What it measures
Omega-3 index = (EPA + DHA) as a percentage of total fatty acids in red blood cell membranes. Reflects 3-4 month dietary average, RBC membrane composition stabilizes over time.
Optimal ranges
- >8%: Optimal (associated with lowest cardiovascular risk)
- 4-8%: Suboptimal
- <4%: High risk
US population status
Average US adult omega-3 index: 4-6%. Reflects low fish consumption and high omega-6 from processed oils. Most adults benefit from supplementation.
Health outcomes
Higher omega-3 index correlates with:
- Reduced cardiovascular events
- Reduced sudden cardiac death
- Slower cognitive decline
- Lower depression rates
- Reduced inflammation
- Better visual function
Supplementation
- EPA + DHA 2-4 g daily for most adults
- Higher doses for high triglycerides or specific conditions
- Take with fat-containing meal
- Quality matters: third-party tested for purity
- Liquid forms or smaller capsules for high doses
- Krill oil and algae oil are alternatives
The clinical pearl: Omega-3 index is one of the most modifiable cardiovascular risk markers.

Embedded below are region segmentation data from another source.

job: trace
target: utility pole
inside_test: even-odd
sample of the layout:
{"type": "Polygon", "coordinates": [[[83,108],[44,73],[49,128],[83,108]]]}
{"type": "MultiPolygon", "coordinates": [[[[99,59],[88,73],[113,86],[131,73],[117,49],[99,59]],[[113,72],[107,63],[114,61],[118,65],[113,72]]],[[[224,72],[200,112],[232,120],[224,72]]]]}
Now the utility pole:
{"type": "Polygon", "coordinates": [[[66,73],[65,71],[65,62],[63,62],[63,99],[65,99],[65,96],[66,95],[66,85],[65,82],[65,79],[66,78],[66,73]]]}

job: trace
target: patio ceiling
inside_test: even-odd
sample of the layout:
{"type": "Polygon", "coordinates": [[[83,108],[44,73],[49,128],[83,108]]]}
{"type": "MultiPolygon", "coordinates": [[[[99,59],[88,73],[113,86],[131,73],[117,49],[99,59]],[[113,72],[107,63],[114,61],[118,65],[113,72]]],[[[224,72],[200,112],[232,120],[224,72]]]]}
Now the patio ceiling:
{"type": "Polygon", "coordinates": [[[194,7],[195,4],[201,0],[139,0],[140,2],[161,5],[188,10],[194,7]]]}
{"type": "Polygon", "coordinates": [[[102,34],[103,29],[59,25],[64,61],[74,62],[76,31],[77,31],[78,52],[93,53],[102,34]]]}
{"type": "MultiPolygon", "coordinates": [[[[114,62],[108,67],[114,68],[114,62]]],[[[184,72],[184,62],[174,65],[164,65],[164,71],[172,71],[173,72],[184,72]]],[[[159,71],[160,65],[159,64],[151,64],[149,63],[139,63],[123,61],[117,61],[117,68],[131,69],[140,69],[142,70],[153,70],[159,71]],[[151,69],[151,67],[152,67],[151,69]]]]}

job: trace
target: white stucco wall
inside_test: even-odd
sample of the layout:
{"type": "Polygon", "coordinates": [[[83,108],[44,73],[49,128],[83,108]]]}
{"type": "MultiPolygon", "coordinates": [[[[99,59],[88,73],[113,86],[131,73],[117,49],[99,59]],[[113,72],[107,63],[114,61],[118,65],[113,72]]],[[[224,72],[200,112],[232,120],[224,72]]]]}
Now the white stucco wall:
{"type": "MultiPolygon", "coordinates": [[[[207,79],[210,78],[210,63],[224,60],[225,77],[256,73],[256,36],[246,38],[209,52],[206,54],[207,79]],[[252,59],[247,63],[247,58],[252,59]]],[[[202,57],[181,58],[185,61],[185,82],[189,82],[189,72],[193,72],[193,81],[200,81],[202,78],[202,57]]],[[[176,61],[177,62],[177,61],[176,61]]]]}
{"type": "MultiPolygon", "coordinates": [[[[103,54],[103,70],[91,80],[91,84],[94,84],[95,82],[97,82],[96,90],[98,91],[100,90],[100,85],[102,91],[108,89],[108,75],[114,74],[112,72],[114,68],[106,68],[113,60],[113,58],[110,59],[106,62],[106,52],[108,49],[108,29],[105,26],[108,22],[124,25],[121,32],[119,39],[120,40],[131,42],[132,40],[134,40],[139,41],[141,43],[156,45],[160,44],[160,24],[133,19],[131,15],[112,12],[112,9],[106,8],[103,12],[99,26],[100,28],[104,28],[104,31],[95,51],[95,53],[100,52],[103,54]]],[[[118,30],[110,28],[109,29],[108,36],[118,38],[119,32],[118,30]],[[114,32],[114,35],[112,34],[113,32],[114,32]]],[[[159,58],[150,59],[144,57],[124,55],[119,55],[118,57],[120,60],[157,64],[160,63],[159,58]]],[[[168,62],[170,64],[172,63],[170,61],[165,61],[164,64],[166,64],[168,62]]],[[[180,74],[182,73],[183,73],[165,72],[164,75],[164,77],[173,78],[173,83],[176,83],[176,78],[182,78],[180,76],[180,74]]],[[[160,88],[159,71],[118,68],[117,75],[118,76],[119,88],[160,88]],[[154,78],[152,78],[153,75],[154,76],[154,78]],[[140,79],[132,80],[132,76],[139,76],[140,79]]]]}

Most adults can move from 4-5% to 8%+ in 4-6 months with appropriate supplementation. Test baseline; supplement; re-test.
Bottom line
Omega-3 index is the practical EPA+DHA marker. Optimal >8%. Most adults are below optimal. Supplementation moves it substantially. Higher index correlates with better cardiovascular and cognitive outcomes.